INTRODUCTION
The incidence of high blood pressure in patients with NF1 is around 1%,1 mainly associated to pheochromocytomas in adulthood. During childhood, most cases are secondary to renal artery stenosis and rarely to coarctation of the abdominal aorta2.
We present a 16-year old female with NF1, who had been controlled since she was 3 year old because of hypertension secondary to abdominal coarctation, which was angiographically confirmed. She had no symptoms but the blood pressure could not be controlled with drugs (atenolol, hydralazine, nifedipine).
On physical exam multiple «café au lait» spots could be seen, as well as freckles in axillary areas, with no cutaneous neurofibromas. A murmur could be heard on right superior quadrant of the abdomen, and peripheral pulses were palpable and symmetrical. Neurological examination was normal. During the follow-up, the blood pressure measurements were between 150/110 and 140/100 mmHg. These values were always over the 95th percentile for sex, age and height.
Further investigations: renal function and urine catecholamines levels were within the normal range. The funduscopic examination revealed grade I hypertensive retinopathy. The echocardiography showed mild left ventricle hypertrophy. The cranial MRI disclosed a glioma involving the optic chiasm and nerve. An ambulatory blood pressure monitoring was performed: During the day high blood pressure was detected with nocturnal dip. On renal Doppler ultrasound the renal flow was diminished in the right kidney, which suggested renal artery stenosis. The abdominal angioresonance showed severe coarctation of the abdominal aorta with a lumen reduction of 85% and right renal artery stenosis.

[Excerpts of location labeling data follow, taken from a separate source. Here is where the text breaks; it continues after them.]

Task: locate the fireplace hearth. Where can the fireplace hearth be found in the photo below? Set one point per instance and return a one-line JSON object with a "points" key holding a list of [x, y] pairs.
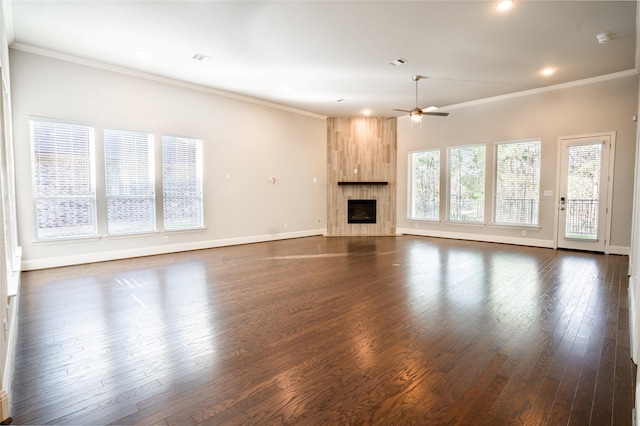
{"points": [[361, 211]]}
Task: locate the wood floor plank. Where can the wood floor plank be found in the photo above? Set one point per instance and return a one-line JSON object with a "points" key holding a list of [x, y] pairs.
{"points": [[344, 330]]}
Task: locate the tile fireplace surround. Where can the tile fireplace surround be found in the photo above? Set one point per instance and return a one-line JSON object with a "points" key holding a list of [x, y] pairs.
{"points": [[361, 165]]}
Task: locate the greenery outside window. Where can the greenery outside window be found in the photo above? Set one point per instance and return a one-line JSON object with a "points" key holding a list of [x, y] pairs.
{"points": [[517, 183], [129, 179], [424, 185], [466, 183], [64, 197], [182, 183]]}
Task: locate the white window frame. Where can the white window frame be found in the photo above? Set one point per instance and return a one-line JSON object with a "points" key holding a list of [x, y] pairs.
{"points": [[114, 229], [411, 187], [449, 183], [517, 224], [193, 194], [83, 194]]}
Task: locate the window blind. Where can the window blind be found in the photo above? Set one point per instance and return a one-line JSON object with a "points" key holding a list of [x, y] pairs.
{"points": [[425, 184], [129, 180], [517, 183], [466, 183], [182, 183], [63, 179]]}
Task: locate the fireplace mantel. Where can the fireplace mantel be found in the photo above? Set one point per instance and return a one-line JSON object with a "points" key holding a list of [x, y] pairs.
{"points": [[363, 183]]}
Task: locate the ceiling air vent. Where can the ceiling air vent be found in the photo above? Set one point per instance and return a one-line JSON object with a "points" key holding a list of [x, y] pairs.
{"points": [[398, 62]]}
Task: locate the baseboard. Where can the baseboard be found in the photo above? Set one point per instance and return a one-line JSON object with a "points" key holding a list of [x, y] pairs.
{"points": [[632, 320], [621, 250], [31, 265], [532, 242], [9, 363]]}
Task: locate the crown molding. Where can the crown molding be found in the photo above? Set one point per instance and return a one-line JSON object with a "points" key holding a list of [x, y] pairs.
{"points": [[561, 86], [149, 76]]}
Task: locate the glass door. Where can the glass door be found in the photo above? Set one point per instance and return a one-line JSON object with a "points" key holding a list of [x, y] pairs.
{"points": [[582, 204]]}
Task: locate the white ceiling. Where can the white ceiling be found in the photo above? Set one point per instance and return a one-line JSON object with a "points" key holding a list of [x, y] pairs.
{"points": [[330, 50]]}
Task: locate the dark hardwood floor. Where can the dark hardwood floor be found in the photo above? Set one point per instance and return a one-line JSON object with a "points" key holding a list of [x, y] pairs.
{"points": [[359, 330]]}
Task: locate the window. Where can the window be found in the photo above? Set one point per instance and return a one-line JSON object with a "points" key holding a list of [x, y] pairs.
{"points": [[182, 183], [517, 183], [466, 183], [63, 179], [129, 179], [424, 181]]}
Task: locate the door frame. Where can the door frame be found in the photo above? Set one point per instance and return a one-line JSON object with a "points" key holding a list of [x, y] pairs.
{"points": [[612, 150]]}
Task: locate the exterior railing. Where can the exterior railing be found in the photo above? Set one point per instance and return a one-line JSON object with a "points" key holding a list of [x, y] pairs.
{"points": [[517, 210], [582, 219]]}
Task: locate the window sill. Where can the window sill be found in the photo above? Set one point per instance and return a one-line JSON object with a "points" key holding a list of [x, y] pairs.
{"points": [[183, 231], [123, 236], [410, 219], [65, 240], [457, 222], [516, 226]]}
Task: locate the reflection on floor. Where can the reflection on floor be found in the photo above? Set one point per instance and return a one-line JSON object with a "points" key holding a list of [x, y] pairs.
{"points": [[353, 330]]}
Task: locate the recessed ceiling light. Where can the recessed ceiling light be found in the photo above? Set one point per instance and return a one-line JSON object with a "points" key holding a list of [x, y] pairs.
{"points": [[200, 57], [504, 5], [603, 38], [397, 62], [548, 71], [143, 53]]}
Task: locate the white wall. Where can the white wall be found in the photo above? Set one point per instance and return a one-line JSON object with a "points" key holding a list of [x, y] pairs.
{"points": [[246, 142], [597, 107]]}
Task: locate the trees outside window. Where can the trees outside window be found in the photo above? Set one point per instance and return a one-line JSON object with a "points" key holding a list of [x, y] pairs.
{"points": [[424, 184], [517, 183], [466, 183], [62, 156], [129, 179]]}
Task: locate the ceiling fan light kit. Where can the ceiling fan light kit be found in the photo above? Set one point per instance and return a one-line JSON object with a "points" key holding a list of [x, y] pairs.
{"points": [[416, 113]]}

The same could be seen on percutaneous femoral angiography (fig. 1).
With these findings surgical intervention was decided consisting on aorto-aortic bypass and right renal artery reimplantation. A control angiography was performed that confirmed the reestablishment of the circulatory pattern (fig. 2). Pharmacological therapy was required associated to oral nifedipine during four months. Four years after the intervention renal function was normal, Doppler ultrasounds performed during the follow-up showed preserved flows, and the arterial pressure was normal.
The frequency of high blood pressure in patients with NF1 is around 1% and can be due to renal artery stenosis, pheochromocytomas, coarctation of the abdominal aorta, or cerebral tumors.1 During childhood, the most frequent cause is renal artery stenosis, while in adults it is pheochromocytoma.3 The association between renal artery stenosis and aortic coarctation in patients with neurofibromatosis is exceptional4. In fact, there are approximately ten cases reported in the literature.5-7
In spite of the diagnostic advances (ABPM, renal Doppler ultrasound, angio-MRI) conventional angiography still is the main diagnostic investigation, especially in those cases that will be susceptible to surgical therapy. The management of these patients must be individualized, according to the underlying condition and age. The surgical treatment is successful in 80% of the cases. For this reason it is currently the preferred therapeutic option, and also taking into account that in children the results of the angioplasty are not satisfactory.8 Anyway, the follow-up of the patients in the intermediate and long term is very important, as we do not know the relapse rate of these lesions.